Josephine Harris had observed the preceding movements on the part of Judge Owen, and it was through recognition of his figure that she looked after and recognized Emily. Had the latter been left quietly sitting beside her lover, her schoolmate would probably not have seen her face, they would have left the theatre without recognition of each other, and Judge Owen's house might have escaped a very early visit destined to work important changes in the relations of residents and visitors. The puissant and pompous Judge had effected two coups d'etat within as many days. The one had driven Aunt Martha fairly over into the ranks of the enemy: had the second introduced Joe Harris, an electric wire full charged with destruction, into the immediate vicinity of his domestic magazine?


CHAPTER XXI.

Another Scene at the Crawfords'—Joe Harris playing the Detective, With Musical Accompaniments—A Strange Conversation, and a Strange Visit to a Strange Doctor.

Some chapters back in this narration, we saw Colonel Egbert Crawford playing volunteer physician to his invalid cousin Richard, and applying a certain bandage more or less suspicious in its character, while Josephine Harris held a very ambiguous position behind the parlor-door and drew certain deductions not complimentary to the character or intentions of the gallant Colonel. To take up the dropped thread of relation at that point—the Colonel left in a few moments afterwards, and Joe, from her position in the room up-stairs, watched his departure. By that time, the fearful agitation which had at first oppressed her, had somewhat moderated, and she was much more capable than before of thinking with clearness and acting with decision. "A perfect little fool" in many of her first confidences (as some of her friends paid her the doubtful compliment of calling her), Josephine Harris had yet a vein of distrust in her character, not difficult to touch; and when that vein was touched there was not "poppy or mandragora" enough in the world to lull to sleep her suspicions, until they were either proved true or fairly exploded.

Frank and generous natures will sometimes discern more clearly than subtle and designing ones, just as the naked eye will sometimes take in particulars in any scene more readily than when assisted by the glass. The power of discernment may be aided, in some degree, by the fact that they are not guarded against as some are because they bear the look or reputation of being dangerous. Many a man has taken off the outer garb of his soul and gone in his mental shirtsleeves (so to speak) from the impression on his mind that he was in the company of the confiding and the unobservant; and many a bad man has found detection and ruin in the experiment.

Josephine Harris had seen something in the eyes of Colonel Egbert Crawford, when directed towards his invalid cousin, which said: "I hate you, and I would put you out of the way if I could!" She had remarked the terrible agitation of Richard Crawford when she made her random observation to that effect. Now she had overheard enough to put her in possession of the conflict of interests; and she had at the same time witnessed the application to the body of the invalid, of a preparation that was expressly ordered to be kept from the knowledge of the physician. Taking all these things together, and jumping at a conclusion with a rash haste which such people will sometimes exhibit—away down in the depths of her mind she whispered the word "poison!" She might never have thought of the existence of an outward poison dangerous to human life, but she had read Mrs.
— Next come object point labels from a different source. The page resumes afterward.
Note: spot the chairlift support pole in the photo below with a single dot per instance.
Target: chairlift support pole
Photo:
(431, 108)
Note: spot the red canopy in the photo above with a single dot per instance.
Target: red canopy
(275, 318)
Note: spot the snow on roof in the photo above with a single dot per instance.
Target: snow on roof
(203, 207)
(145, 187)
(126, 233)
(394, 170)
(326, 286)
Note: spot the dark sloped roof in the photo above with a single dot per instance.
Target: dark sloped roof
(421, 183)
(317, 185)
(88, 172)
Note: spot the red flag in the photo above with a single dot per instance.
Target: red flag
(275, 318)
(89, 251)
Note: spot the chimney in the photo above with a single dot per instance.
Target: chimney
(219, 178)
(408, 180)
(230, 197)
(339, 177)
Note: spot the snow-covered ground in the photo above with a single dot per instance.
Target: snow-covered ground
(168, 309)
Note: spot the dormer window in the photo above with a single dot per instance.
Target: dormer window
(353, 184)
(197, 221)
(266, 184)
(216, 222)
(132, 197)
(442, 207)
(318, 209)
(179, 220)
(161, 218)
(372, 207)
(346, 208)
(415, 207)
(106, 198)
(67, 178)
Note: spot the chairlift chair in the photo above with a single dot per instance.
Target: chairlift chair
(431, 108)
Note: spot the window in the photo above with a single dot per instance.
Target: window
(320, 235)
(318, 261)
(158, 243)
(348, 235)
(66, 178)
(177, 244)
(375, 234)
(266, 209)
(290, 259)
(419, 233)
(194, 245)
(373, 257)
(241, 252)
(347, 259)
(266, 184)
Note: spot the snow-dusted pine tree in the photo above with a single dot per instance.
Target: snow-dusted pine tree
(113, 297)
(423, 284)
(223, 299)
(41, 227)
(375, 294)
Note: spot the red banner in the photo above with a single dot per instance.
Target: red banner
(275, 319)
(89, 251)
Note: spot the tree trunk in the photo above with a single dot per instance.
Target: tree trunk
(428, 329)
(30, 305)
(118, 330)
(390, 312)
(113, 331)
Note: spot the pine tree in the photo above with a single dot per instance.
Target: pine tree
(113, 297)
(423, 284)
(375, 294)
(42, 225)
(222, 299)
Ann S. Stephens' touching story of "The Pillow of Roses," and remembered how the life of the first lover of Mary Stuart had been sacrificed by the introduction of a deadly bane into the silken pillow—the very gift of love on which he so confidingly laid his head. Might not this be something of the same kind—a murderous practice unknown to the great body of people, and yet in the knowledge of some peculiarly instructed? What more likely than that a lawyer whose line of business led him into the company of criminals and made him acquainted with their secret confessions, should have arrived at a knowledge so dangerous and resolved to apply it for his own benefit and the removal of a rival?